If you take a look at the system prompt for Claude 3.7 Sonnet on this page you'll see: https://docs.claude.com/en/release-notes/system-prompts#clau...

> If Claude is asked to count words, letters, and characters, it thinks step by step before answering the person. It explicitly counts the words, letters, or characters by assigning a number to each. It only answers the person once it has performed this explicit counting step.

But... if you look at the system prompts on the same page for later models - Claude 4 and upwards - that text is gone.

Which suggests to me that Claude 4 was the first Anthropic model where they didn't feel the need to include that tip in the system prompt.

Not trying to be cynical here, but I am genuinely interested is there a reason why these LLM don't/can't/won't apply some deterministic algorithm? I mean, counting characters and such, we have solved those problems ages ago.

  • They can. ChatGPT has been able to count characters/words etc flawlessly for a couple of years now if you tell it to "use your Python tool".

  • I think the intuition is that they don’t ‘know’ that they are bad at counting characters and such, so they answer the same way they answer most questions.
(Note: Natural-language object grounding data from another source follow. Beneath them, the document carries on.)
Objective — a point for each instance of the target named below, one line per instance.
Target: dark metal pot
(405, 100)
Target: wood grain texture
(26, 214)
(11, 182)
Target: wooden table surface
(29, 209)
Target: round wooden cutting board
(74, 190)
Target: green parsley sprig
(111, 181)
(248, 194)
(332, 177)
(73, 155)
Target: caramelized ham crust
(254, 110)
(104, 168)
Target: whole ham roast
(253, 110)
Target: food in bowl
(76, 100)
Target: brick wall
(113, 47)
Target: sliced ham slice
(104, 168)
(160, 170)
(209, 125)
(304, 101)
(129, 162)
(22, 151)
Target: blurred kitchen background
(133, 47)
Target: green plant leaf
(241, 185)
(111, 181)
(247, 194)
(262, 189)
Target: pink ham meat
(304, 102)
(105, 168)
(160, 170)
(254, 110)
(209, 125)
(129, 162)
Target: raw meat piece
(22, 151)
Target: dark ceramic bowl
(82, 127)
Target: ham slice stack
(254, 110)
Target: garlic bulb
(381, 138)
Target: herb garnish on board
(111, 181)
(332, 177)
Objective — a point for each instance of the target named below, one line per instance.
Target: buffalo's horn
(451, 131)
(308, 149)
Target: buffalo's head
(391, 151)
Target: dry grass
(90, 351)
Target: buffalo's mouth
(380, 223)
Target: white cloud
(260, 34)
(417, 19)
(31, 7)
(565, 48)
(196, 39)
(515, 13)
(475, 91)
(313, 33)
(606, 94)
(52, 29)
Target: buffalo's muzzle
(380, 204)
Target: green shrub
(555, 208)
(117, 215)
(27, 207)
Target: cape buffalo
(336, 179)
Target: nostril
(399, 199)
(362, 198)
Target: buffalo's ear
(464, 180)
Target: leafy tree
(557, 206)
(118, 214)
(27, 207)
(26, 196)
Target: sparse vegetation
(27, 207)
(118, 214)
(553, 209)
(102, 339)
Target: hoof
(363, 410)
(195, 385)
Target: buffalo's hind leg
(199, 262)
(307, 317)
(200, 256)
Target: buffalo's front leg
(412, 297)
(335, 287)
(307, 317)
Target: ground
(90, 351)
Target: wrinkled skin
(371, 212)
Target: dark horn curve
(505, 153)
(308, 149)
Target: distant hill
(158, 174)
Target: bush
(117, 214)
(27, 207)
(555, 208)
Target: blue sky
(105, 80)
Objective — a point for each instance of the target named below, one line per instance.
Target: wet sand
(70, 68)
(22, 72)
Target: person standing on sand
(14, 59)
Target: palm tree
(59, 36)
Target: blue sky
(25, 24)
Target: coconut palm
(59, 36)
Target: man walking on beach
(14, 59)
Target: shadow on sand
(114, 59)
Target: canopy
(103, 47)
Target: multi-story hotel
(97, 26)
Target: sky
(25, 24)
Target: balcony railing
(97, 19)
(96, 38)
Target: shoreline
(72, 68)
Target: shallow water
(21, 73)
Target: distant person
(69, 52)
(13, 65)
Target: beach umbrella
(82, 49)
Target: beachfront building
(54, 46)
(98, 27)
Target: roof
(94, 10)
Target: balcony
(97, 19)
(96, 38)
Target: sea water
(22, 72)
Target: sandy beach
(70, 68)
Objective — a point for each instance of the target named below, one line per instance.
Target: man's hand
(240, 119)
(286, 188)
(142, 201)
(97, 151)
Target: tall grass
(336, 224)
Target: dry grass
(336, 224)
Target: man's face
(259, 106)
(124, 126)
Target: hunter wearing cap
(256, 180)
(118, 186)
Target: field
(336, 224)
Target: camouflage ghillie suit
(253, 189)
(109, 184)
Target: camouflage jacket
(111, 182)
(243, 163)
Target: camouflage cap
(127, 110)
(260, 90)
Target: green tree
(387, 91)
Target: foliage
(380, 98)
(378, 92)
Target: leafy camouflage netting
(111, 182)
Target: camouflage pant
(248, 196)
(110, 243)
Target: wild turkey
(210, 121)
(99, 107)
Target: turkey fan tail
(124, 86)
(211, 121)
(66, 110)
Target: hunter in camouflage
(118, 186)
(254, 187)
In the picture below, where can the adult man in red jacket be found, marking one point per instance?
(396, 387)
    • Well, they can be made to use custom tools for writing to files and such, so I am not sure if that is the real reason? I have a feeling it is more because of trying to make this an "everything technology".

      1 reply →

Thanks, Simon! I saw the same approach (numbering the individual characters) in GPT 4.1's answer, but not anymore in GPT 5's. It would be an interesting convergence if the models from Anthropic and OpenAI learned to do this at a similar time, especially given they're (reportedly) very different architecturally.

Or they’d rather use that context window space for more useful instructions for a variety of other topics.